In my books my imagination fills the space where Laura Dodsworth puts her camera. My men aren’t always likeable, they don’t always behave well, but they’re trying at least. And in trying they reveal themselves and what they reveal is… that they’re pretty much the same as women. Struggling with a lot of the same concerns anyway.
I suppose in the end I think we are all more the same than we are different. That’s my instinct, supported by experience and observation.
It’s a confusing business because we have to take this on trust. We can’t ever know for sure. I don’t really know how my brother or my children think, never mind anyone else. I don’t even know if what they think of as ‘red’ or ‘blue’ is the same as what I mean by it, so how can I know what animates other people completely unconnected to me? And then there is the effect of patriarchy, which definitely exists and is meant to divide us. Thousands of years of evolving patterns of social control which do no one – women or men – any favours. It might be visibly crumbling, but it’s taking its time.
Nevertheless I’m in agreement with Maya Angelou. In her great poem Human Family she says ‘We are more alike, my friends/than we are unalike.’ It’s a line she repeats. And it’s an idea which runs as a kind of hopeful thread through all my novels.
You can hear Maya Angelou read the whole poem here – it’s probably the best 1 minute 46 seconds you’ll spend today.
Author photo © Jonathan Ring
Thanks to Steve for this brave and provocative piece that’s both thought-provoking and entertaining. I liked his references to work by women: Laura Dodsworth’s new book was already on my radar and he’s right about Maya Angelou’s powerful poem, with a message that is so needed in the context of recent events.
It’s safe to assume that some of you will have views on this subject and we’d love to hear them!

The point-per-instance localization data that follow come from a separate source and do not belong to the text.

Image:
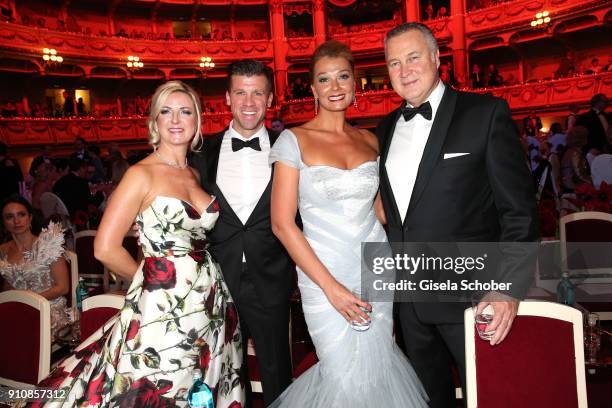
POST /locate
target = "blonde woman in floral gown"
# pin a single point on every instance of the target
(178, 315)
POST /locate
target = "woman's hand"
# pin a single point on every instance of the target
(346, 303)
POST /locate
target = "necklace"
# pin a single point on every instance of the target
(171, 163)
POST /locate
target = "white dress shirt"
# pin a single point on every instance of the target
(242, 176)
(406, 150)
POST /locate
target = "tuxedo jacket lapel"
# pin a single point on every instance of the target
(384, 179)
(212, 148)
(263, 204)
(436, 139)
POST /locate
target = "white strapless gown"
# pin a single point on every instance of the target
(355, 369)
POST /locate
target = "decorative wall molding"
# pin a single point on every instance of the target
(545, 95)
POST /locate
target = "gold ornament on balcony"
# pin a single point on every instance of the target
(51, 57)
(206, 64)
(542, 19)
(134, 63)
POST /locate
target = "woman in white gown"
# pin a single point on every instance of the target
(328, 170)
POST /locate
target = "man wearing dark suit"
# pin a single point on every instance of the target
(73, 188)
(596, 122)
(233, 166)
(451, 170)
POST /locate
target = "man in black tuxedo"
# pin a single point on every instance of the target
(596, 121)
(451, 170)
(73, 188)
(234, 167)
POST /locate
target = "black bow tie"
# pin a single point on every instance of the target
(238, 144)
(424, 110)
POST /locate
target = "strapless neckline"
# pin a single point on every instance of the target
(327, 166)
(193, 207)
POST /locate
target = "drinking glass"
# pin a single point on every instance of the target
(482, 319)
(358, 324)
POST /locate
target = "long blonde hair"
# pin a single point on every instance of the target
(157, 102)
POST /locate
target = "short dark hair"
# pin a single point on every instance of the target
(404, 28)
(250, 67)
(331, 49)
(17, 199)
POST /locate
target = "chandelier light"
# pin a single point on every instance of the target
(134, 63)
(51, 57)
(542, 18)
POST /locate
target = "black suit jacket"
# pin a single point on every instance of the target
(268, 263)
(485, 196)
(597, 134)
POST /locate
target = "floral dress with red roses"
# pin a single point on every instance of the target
(178, 317)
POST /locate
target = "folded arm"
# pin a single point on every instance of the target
(119, 216)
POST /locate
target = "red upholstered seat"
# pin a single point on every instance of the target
(539, 364)
(25, 344)
(89, 267)
(97, 310)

Novels by men consistently make up around a third of my reading, year on year, and I value having access to a range of male perspectives exposing aspects of human existence that I will never personally experience. I don’t however hold with the frequent perception that men’s writing on emotions, relationships or anything else traditionally regarded (and often dismissed) as female territory, is more inherently meaningful, laudable or noteworthy than when tackled by women*. Creating believable, rounded characters and stories which genuinely engage is a matter of emotional intelligence and humanity, not gender, and it’s not an easy task for anyone. There is no doubt that Stephen May has important and universal things to say about 21st century masculinity, but crucially, his starting point is the insight and empathy which animate his characters as individuals and make the reader invest in their complex lives, as I did in Mark Chadwick’s. There is, as always, a successful synergy between May’s subject matter and his writing style, refreshingly direct but not lacking elegance. It’s his unique blend of cynicism, humour and tenderness – because there is real heart there – which leads to the touching and unusual interactions which are such a strength of Stronger than Skin. I loved the dynamics between Mark and Anne, his lover, which were about sex, obviously, but so much more. A spiralling tension accompanies the loss of control as Mark finds himself in a situation even more complicated than he realises, from which distance and time will offer no escape. Running from the past or carrying the burden of its secrets has unavoidably become a back jacket cliché; luckily, the way it’s handled in this novel is not.